Numéro d'affaire : 11-22012
Numéro de décision : 21201795
Identifiant URN:LEX : urn:lex;fr;cour.cassation;arret;2012-11-15;11.22012 ?

Texte :

LA COUR DE CASSATION, DEUXIÈME CHAMBRE CIVILE, a rendu l'arrêt suivant :
Attendu, selon l'arrêt attaqué, que M. X..., Mme Delphine X..., Mme Venise X... et Mme Evelyne X... (les consorts X...) ont interjeté appel, à l'encontre notamment de M. Y..., de Mme Y... et de M. Z... (les consorts Y...
Z...), du jugement d'un tribunal civil de première instance qui a procédé au partage d'une parcelle de terre entre les héritiers de Paheroo A... et attribué la propriété des lots selon le projet préparé par l'expert désigné par un précédent jugement ;
Sur le premier moyen :
Attendu que ce moyen n'est pas de nature à permettre l'admission du pourvoi ;
Mais sur le second moyen, pris en sa seconde branche :
Vu l'article 1er, alinéa 3, du code de procédure civile de Polynésie française ;
Attendu que pour condamner les consorts X... à payer aux consorts Y...

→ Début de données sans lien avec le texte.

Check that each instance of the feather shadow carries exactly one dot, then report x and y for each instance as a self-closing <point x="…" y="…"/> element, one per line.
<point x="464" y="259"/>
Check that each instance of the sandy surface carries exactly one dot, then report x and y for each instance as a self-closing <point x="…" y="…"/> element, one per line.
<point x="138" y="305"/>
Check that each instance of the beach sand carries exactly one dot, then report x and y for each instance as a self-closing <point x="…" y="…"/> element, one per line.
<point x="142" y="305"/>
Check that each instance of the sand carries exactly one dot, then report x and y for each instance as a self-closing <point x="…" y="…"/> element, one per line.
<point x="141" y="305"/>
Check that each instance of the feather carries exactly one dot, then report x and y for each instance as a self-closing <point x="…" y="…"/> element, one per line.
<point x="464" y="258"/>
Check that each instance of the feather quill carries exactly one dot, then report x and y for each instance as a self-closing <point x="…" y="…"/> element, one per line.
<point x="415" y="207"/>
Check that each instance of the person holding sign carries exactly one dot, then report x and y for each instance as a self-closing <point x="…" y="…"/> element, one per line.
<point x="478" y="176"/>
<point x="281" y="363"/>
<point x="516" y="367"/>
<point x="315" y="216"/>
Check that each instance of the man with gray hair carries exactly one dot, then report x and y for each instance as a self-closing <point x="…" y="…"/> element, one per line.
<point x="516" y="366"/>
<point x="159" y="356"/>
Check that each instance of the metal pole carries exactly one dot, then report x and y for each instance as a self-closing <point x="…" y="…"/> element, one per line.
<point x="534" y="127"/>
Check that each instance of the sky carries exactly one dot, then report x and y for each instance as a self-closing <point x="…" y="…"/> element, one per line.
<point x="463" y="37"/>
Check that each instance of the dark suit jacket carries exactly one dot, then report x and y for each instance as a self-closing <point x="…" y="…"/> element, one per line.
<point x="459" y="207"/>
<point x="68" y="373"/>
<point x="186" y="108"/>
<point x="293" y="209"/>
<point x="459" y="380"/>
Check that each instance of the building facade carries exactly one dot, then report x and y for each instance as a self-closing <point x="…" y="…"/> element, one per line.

Z... la somme de 100 000 FP à titre de dommages-intérêts, la cour d'appel retient qu'en interjetant appel, quatorze ans après le prononcé du jugement contradictoire qui faisait droit à leurs demandes, ils ont commis, dans l'exercice de leur droit d'agir en justice, une faute constitutive d'appel abusif ;
Qu'en statuant ainsi, alors qu'il résultait de ses propres constatations que les consorts Y...
Z... n'avaient fait signifier le jugement du 7 juin 1995 que le 17 décembre 2008 et que l'appel avait été interjeté dès le 13 février 2009, le délai écoulé étant ainsi imputable à leurs adversaires, la cour d'appel a violé le texte susvisé ;
PAR CES MOTIFS et sans qu'il y ait lieu de statuer sur les autres griefs du pourvoi :
CASSE ET ANNULE, mais seulement en ce qu'il a condamné M. X..., Mme Delphine X..., Mme Venise X... et Mme Evelyne X... à payer à M. Y..., Mme Y... et M. Damas Z... la somme de 100 000 FP à titre de dommages-intérêts, l'arrêt rendu le 20 janvier 2011entre les parties, par la cour d'appel de Papeete ; remet, en conséquence, sur ces points, la cause et les parties dans l'état où elles se trouvaient avant ledit arrêt et, pour être fait droit, les renvoie devant la cour d'appel de Papeete, autrement composée ;
Condamne M. Y... et Mme Y... aux dépens ;
Vu l'article 700 du code de procédure civile, rejette les demandes ;
Dit que sur les diligences du procureur général près la Cour de cassation, le présent arrêt sera transmis pour être transcrit en marge ou à la suite de l'arrêt partiellement cassé ;
Ainsi fait et jugé par la Cour de cassation, deuxième chambre civile, et prononcé par le président en son audience publique du quinze novembre deux mille douze.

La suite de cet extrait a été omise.